A new report by Deloitte paints a rosy picture of delivery’s effects in Europe. Titled “Delivering Growth,” Deloitte tapped into sales data, consumer surveys and public information to explore how the explosion of delivery has changed operations for European restaurants.
In short, the study concluded that delivery has been a net positive. Restaurants included in the study reported sales increasing after implementing Uber Eats, which paid for the study. According to Uber, the share of restaurants reporting an increase in sales was 59 percent in Madrid, 67 percent in Warsaw, 69 percent in London and 74 percent in Paris.
The majority of restaurants in the study saw incremental sales, though it’s a lot lower than the purely incremental lift many in the industry promised back in earlier days days. Restaurants with virtual kitchens added to the mix saw an even bigger lift than delivery, with such restaurants reporting a 50 percent sales increase.
Of course, the big question is always about profits, and the survey showed with some confusing math that profits indeed increased in each of the surveyed markets, as seen in the graphic below.
The survey suggests profit margins within the revenue growth were 58 percent in London; 19 percent in Paris; a whopping 156 percent in Madrid and 41 percent in Warsaw. Margins like that are unbelievable, but the report authors attempted to explain what was going on in a footnote:
The greater increase in aggregate net impacts on profit relative to turnover in Madrid is driven by the relatively lower rate of substitution by meals ordered through third-party platforms for non-restaurant sector meals (see Figure 9). As a result of this, turnover increases from growth in the restaurant sector are more limited and counteracted by the decrease in turnover per meal due to substitution from on-premises dining to collection and delivery meals. Meanwhile, relatively more meals substitute lower-margin direct deliveries for higher-margin third-party deliveries, resulting in an overall larger net increase in total industry profits despite a not as significant net increase in turnover
By that logic, restaurants in Madrid saw an incredible level of incrementality and limited “turnover” from in-restaurant meals. The majority of delivery meals in Madrid replaced meals ordered from a restaurant according to a July 2019 survey by Deloitte. But hey, let’s not spend too much time on that consultancy math…
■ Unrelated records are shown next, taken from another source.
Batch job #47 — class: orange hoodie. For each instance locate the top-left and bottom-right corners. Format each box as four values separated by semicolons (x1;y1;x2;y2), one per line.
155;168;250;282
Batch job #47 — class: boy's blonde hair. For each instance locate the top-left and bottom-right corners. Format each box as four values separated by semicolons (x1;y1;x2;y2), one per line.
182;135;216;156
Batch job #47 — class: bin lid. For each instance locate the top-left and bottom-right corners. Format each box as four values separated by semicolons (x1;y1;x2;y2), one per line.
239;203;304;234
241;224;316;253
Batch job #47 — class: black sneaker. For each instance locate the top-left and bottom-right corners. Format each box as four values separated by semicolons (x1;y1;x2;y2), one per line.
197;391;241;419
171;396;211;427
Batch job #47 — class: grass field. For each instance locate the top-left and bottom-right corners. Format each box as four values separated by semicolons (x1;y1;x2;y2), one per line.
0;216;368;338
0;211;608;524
The full traffic effect was also pronounced, as seen in the graphic below.
In all, that’s an additional 837,000 meals across the surveyed markets for chain restaurants and 729,000 for independent restaurants. That sort of growth suggests there is plenty more delivery expansion ahead in Europe. Deloitte predicted a huge portion of the foodservice world to be flowing through delivery by 2023, as seen in the graphic below.
“Food delivery is growing rapidly across Europe. Existing estimates suggest that the market is experiencing double-digit growth rates and could be worth $25 billion by 2023,” wrote the authors.
How does this all look in the U.S.? Well, that’s a lot harder to say, as the U.S. has a lot more restaurants per capita (too many if you ask most industry watchers), more competition among the platforms and a much higher rate of food eaten away from home. Uber did not respond to a request for comparative U.S. metrics.